The "fracking" revolution is turning the world market for energy upside down. Fracking — a combination of the words "hydraulic fracturing" — so far is a phenomenon limited largely to the United States, although many other countries including China, Australia and Mexico have similar energy exploration potential.
It's a deep-drilling technique that allows producers to obtain access to oil and gas resources, much of it contained in shale rock formations, that previously were unreachable.
That's no longer the case, allowing U.S. producers to take the lead in energy production from Saudi Arabia for the first time in more than 30 years.
U.S. oil production has increased almost 50 percent — from 8 million to nearly 12 million barrels a day — since 2011. Shale gas production provided just 1 percent of the U.S. natural gas supply in 2006; now it's producing 40 percent and expected to increase for at least the next 20 years.
When supply is greater, prices go down. That's why the members of the world's Middle East-based oil cartel — the Organization of Petroleum Exporting Countries — are having a hard time fixing oil prices and have started to feud among themselves.
OPEC has discussed reducing production in order to reduce supply and raise prices. But that approach is problematic because its member countries have different production costs.

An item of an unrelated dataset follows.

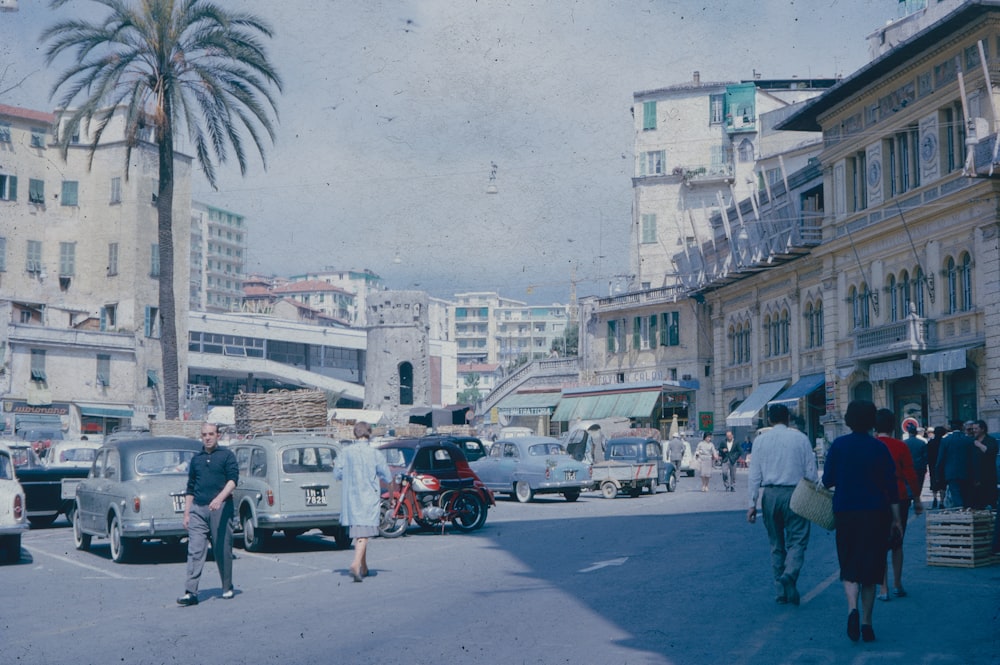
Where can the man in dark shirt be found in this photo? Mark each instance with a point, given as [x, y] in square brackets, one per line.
[208, 512]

The Journal reports that Kuwait, Saudi Arabia and the United Arab Emirates don't need prices as high as countries like Venezuela and Iran. Hence, Saudi Arabia and Co. will continue to sell at lower prices, raising the hackles of fellow OPEC countries that want to lower production.
The bottom line, of course, is that this conflict generates further chaos and distrust among a group of countries that already distrust each other.
How low will prices go as world production continues to increase? The oil minister of Kuwait suggests the floor is around $77 a barrel, characterizing that price as the average production cost in both the U.S. and Russia.
That, of course, presumes that the energy supply situation remains static, which it has not been for the past 5 to 10 years. The U.S. fracking boom has changed the face of the international oil market while at the same time turning a number of states, most particularly North Dakota, into the equivalent of boom towns.
Fracking has generated thousands of jobs directly and thousands more indirectly. People who need good jobs are finding them, boosting their ability to earn a living, support their families and pay taxes to state and local governments that need the revenue. The demand for labor has created a shortage of workers that has driven up the wages paid to everyone.
So, one might ask, why is Illinois sitting on the sidelines and electing not to pursue this economic development tool?
Here's the short answer — well, because it's Illinois.
The long answer is that the Land of Lincoln has become a state where our elected officials talk a lot about creating an environment that encourages job creation while taking action that slows the process down. Two years ago, the Illinois General Assembly passed legislation authorizing fracking while establishing strict regulatory safeguards.
Since then, the bureaucrats at the Illinois Department of Natural Resources have been engaged in what looks like an endless rule-writing process.
Last month, they finally came up with a set of rules that producers said are unworkable and that angry legislators found disappointing. The legislative committee overseeing the process sent the bureaucrats back to the drawing board and told them to try harder.
In the meantime, nothing is happening in southern Illinois, where people need jobs and the New Albany shale formation is ripe for energy exploration.
Whether Illinois ultimately chooses to participate — and it should — this new energy revolution will remain strong. If they're not welcome here, producers simply will go elsewhere. But we're missing a good bet — people need jobs, governments need tax revenues, the world needs more and cheaper energy. Illinois needs the fracking industry much more than the fracking industry needs Illinois.